“Non possiamo permettere che l’efficienza dei bilanci aziendali pesi sulle spalle dei cittadini più fragili, decretando l’abbandono forzato e l’isolamento dei nostri splendidi comuni montani. Quello che sta accadendo a Filettino e Trevi nel Lazio, privati di collegamenti di trasporto pubblico dignitosi e costanti, è inaccettabile”. Lo dichiara in una nota Gianluca Quadrini, Consigliere Provinciale di Frosinone, Dirigente di ANCI Lazio e Vice Segretario Nazionale del partito Evoluzione e Libertà.

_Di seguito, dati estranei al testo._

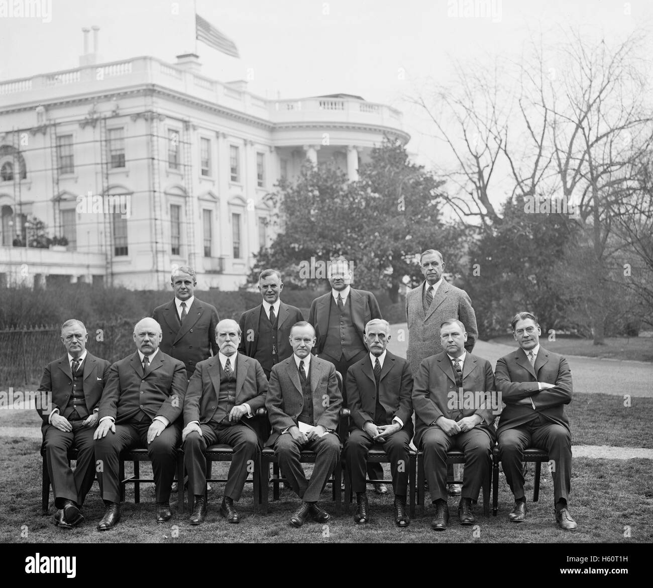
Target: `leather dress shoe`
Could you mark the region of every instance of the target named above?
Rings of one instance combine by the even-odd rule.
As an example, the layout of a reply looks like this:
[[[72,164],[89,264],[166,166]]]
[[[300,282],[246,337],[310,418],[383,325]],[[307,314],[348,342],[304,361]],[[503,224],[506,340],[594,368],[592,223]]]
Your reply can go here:
[[[508,518],[513,523],[523,523],[526,517],[526,501],[515,500],[513,512],[508,515]]]
[[[460,498],[458,505],[458,519],[461,525],[473,525],[476,522],[471,498]]]
[[[63,501],[63,518],[69,525],[74,527],[84,521],[84,517],[79,507],[72,500],[66,498]]]
[[[563,531],[575,531],[578,529],[576,521],[571,518],[566,506],[556,509],[556,523]]]
[[[63,515],[63,508],[59,508],[57,510],[52,517],[52,522],[54,523],[55,527],[59,527],[61,529],[72,529],[72,525],[66,521],[66,519]]]
[[[431,529],[435,531],[445,531],[449,523],[449,507],[445,500],[436,503],[436,517],[431,521]]]
[[[363,492],[356,495],[356,514],[354,515],[354,522],[359,525],[364,525],[370,522],[370,515],[368,512],[370,506],[368,504],[367,493]]]
[[[410,525],[410,517],[406,513],[406,498],[394,497],[394,524],[397,527],[407,527]]]
[[[165,523],[172,518],[170,502],[157,502],[157,523]]]
[[[316,523],[326,523],[331,518],[330,515],[323,508],[320,508],[317,502],[311,502],[309,504],[308,512]]]
[[[116,502],[104,502],[104,515],[97,525],[98,531],[106,531],[115,527],[120,520],[120,505]]]
[[[221,514],[229,523],[240,523],[240,515],[234,508],[234,500],[229,497],[225,497],[222,499],[222,504],[220,506],[220,514]]]
[[[290,517],[290,523],[293,527],[301,527],[304,525],[306,517],[311,512],[311,505],[308,502],[302,502],[301,506],[298,508],[295,514]]]
[[[206,518],[206,498],[203,496],[195,497],[195,505],[189,519],[191,525],[201,525]]]

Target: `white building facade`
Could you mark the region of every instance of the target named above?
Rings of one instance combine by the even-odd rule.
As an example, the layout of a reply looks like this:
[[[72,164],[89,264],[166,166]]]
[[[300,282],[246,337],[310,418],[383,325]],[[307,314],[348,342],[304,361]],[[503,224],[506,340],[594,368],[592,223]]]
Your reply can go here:
[[[308,158],[357,177],[401,113],[359,97],[268,100],[151,57],[0,82],[0,281],[233,289],[270,244],[268,195]],[[89,62],[91,63],[89,63]],[[33,218],[65,246],[23,246]]]

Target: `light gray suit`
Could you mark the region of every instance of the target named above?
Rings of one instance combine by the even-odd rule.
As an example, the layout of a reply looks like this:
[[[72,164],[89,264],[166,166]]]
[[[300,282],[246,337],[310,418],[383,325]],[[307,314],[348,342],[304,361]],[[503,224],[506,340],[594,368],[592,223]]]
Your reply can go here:
[[[414,378],[422,359],[444,351],[440,344],[440,325],[447,319],[458,319],[465,325],[467,342],[465,349],[471,353],[479,336],[476,314],[471,301],[464,290],[451,286],[445,280],[438,288],[433,301],[426,312],[422,305],[422,282],[406,295],[406,318],[408,321],[408,351]]]

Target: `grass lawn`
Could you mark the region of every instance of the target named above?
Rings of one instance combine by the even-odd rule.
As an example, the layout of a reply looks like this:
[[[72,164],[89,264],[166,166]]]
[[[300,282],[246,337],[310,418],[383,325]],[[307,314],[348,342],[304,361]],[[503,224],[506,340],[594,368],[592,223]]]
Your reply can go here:
[[[5,444],[0,472],[0,542],[121,542],[193,543],[241,542],[256,543],[324,542],[509,542],[509,543],[649,543],[653,540],[651,502],[653,500],[653,472],[650,462],[644,459],[597,460],[575,459],[572,478],[571,510],[579,523],[574,533],[558,530],[554,524],[552,482],[543,476],[540,500],[529,502],[528,518],[517,525],[507,519],[512,507],[511,495],[505,478],[500,476],[499,514],[483,516],[476,508],[477,528],[463,527],[456,515],[457,499],[449,500],[452,515],[450,528],[436,533],[430,527],[432,510],[424,512],[418,507],[410,527],[399,529],[392,521],[391,497],[370,493],[372,522],[355,525],[351,515],[336,515],[330,504],[327,487],[323,505],[332,514],[327,525],[310,522],[301,529],[291,527],[288,519],[297,505],[289,490],[282,490],[281,500],[271,502],[270,513],[254,512],[251,486],[246,485],[240,503],[243,519],[240,524],[229,525],[218,514],[223,486],[215,485],[209,495],[206,522],[199,527],[187,521],[187,512],[180,515],[173,504],[173,518],[158,525],[154,518],[153,485],[142,487],[140,505],[133,502],[133,491],[127,491],[123,518],[116,529],[104,533],[95,527],[102,516],[103,503],[97,483],[87,498],[84,508],[86,521],[72,531],[65,531],[51,523],[50,514],[40,514],[40,458],[35,440],[14,439]],[[225,464],[214,464],[217,473]],[[150,473],[149,464],[142,464],[143,474]],[[532,470],[531,470],[532,472]],[[387,472],[388,473],[388,472]],[[532,495],[532,473],[527,476],[526,495]],[[481,512],[479,512],[481,511]],[[629,532],[630,536],[624,536]]]
[[[501,343],[515,347],[512,335],[495,337],[490,343]],[[555,341],[549,341],[545,333],[540,338],[542,345],[561,355],[585,355],[588,357],[613,359],[636,359],[653,361],[653,338],[652,337],[606,337],[605,345],[594,345],[592,339],[558,336]]]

”Parliamo di territori che per la loro conformazione geografica necessitano di una tutela raddoppiata, non di essere cancellati dalle mappe dei servizi essenziali – incalza Quadrini –. Studenti che rischiano di saltare le lezioni, lavoratori pendolari penalizzati e, soprattutto, anziani rimasti letteralmente prigionieri dei propri paesi, impossibilitati a raggiungere presidi sanitari o uffici per le necessità quotidiane. Questo non è un semplice disservizio: è un attacco diretto alla sopravvivenza stessa delle aree interne”.

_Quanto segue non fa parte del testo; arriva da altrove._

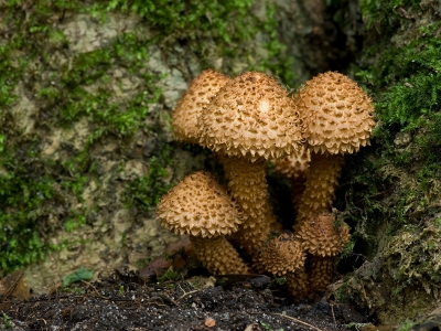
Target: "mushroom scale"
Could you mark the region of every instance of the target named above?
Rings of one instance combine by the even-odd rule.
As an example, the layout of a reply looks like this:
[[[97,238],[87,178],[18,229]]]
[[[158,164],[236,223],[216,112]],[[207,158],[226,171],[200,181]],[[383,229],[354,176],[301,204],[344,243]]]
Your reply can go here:
[[[351,78],[335,72],[308,81],[294,97],[311,149],[311,166],[299,201],[298,221],[330,212],[343,156],[369,143],[374,106]]]
[[[294,102],[273,78],[257,72],[220,88],[198,122],[202,146],[251,161],[284,157],[303,141]]]
[[[173,132],[178,140],[197,143],[197,117],[229,79],[218,72],[206,70],[192,81],[173,111]]]
[[[189,235],[203,266],[213,275],[249,274],[225,235],[241,223],[236,204],[206,172],[195,172],[171,189],[157,207],[165,228]]]
[[[304,267],[306,254],[293,235],[281,234],[262,247],[258,266],[276,276],[295,273]]]
[[[266,161],[298,150],[303,124],[287,92],[271,77],[248,72],[228,82],[198,119],[200,143],[222,156],[244,224],[236,237],[257,250],[276,224],[268,203]]]
[[[308,81],[295,97],[304,109],[305,138],[315,152],[353,153],[369,145],[374,107],[349,77],[326,72]]]

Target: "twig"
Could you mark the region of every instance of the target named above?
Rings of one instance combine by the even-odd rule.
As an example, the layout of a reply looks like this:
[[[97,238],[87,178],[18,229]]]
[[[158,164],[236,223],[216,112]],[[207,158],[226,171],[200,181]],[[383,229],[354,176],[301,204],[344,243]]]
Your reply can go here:
[[[301,321],[301,320],[298,320],[297,318],[290,317],[290,316],[288,316],[288,314],[281,314],[281,313],[278,313],[278,312],[270,312],[270,314],[281,316],[281,317],[284,317],[284,318],[287,318],[287,319],[289,319],[289,320],[293,320],[293,321],[295,321],[295,322],[298,322],[298,323],[300,323],[300,324],[303,324],[303,325],[306,325],[306,327],[309,327],[309,328],[312,328],[312,329],[314,329],[314,330],[323,331],[323,330],[321,330],[321,329],[319,329],[319,328],[316,328],[316,327],[314,327],[314,325],[311,325],[311,324],[309,324],[309,323],[306,323],[306,322],[303,322],[303,321]]]
[[[84,280],[84,279],[82,279],[82,282],[86,284],[87,286],[90,286],[90,287],[94,289],[94,291],[97,293],[97,296],[98,296],[99,298],[106,299],[106,300],[112,300],[112,299],[109,298],[109,297],[105,297],[105,296],[100,295],[100,293],[98,292],[98,290],[96,289],[96,287],[93,286],[90,282],[88,282],[88,281],[86,281],[86,280]]]
[[[181,289],[184,293],[183,293],[181,297],[178,298],[176,302],[178,302],[179,300],[185,298],[185,297],[189,296],[189,295],[192,295],[192,293],[195,293],[195,292],[198,292],[198,291],[200,291],[200,290],[193,290],[193,291],[186,292],[186,291],[184,291],[184,289],[181,287],[181,285],[178,284],[178,286],[180,287],[180,289]]]

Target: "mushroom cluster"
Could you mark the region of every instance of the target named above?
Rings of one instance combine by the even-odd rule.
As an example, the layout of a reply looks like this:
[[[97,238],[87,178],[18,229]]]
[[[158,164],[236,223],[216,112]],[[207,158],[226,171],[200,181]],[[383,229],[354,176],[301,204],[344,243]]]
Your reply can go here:
[[[320,74],[290,97],[262,73],[205,71],[178,103],[173,129],[217,154],[227,188],[206,172],[190,174],[162,197],[158,217],[190,236],[214,275],[283,276],[294,299],[323,291],[351,237],[331,212],[343,156],[368,145],[374,125],[370,99],[340,73]],[[268,161],[292,179],[293,234],[269,204]]]

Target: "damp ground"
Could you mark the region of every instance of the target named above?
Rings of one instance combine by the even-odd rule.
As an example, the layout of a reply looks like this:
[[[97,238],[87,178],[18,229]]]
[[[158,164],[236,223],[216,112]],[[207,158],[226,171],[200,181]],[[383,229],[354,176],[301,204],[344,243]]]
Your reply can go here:
[[[366,322],[347,305],[293,302],[259,276],[146,282],[121,271],[25,300],[3,297],[0,311],[2,330],[337,331]]]

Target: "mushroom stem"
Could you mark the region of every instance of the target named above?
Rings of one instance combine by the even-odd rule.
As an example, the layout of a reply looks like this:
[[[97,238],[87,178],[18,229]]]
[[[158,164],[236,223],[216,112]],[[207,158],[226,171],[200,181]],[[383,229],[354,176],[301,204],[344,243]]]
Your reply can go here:
[[[249,274],[248,266],[224,236],[202,238],[190,236],[194,253],[202,265],[213,275]]]
[[[343,156],[312,153],[305,189],[298,204],[298,224],[320,213],[331,212]]]
[[[235,234],[239,244],[251,255],[268,238],[277,221],[268,202],[266,161],[249,162],[240,157],[222,156],[230,195],[238,204],[244,223]]]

In qualità di dirigente di ANCI Lazio e rappresentante della Provincia, Quadrini annuncia un’azione determinata e di coordinamento: “I territori vanno tutelati con i fatti, non con gli slogan. Mi batterò personalmente al fianco dei sindaci e dei cittadini di Filettino e Trevi per portare le loro legittime istanze nelle sedi opportune. In questo percorso, intendo fare da raccordo e promuovere un confronto serrato e costruttivo direttamente con la Regione Lazio, affinché si apra un tavolo tecnico urgente con i vertici delle aziende di trasporto e l’Assessorato competente. Come ANCI Lazio e come Evoluzione e Libertà, faremo di questa battaglia una priorità: fermare lo spopolamento significa prima di tutto garantire i servizi minimi di cittadinanza. Filettino e Trevi non saranno lasciati soli”.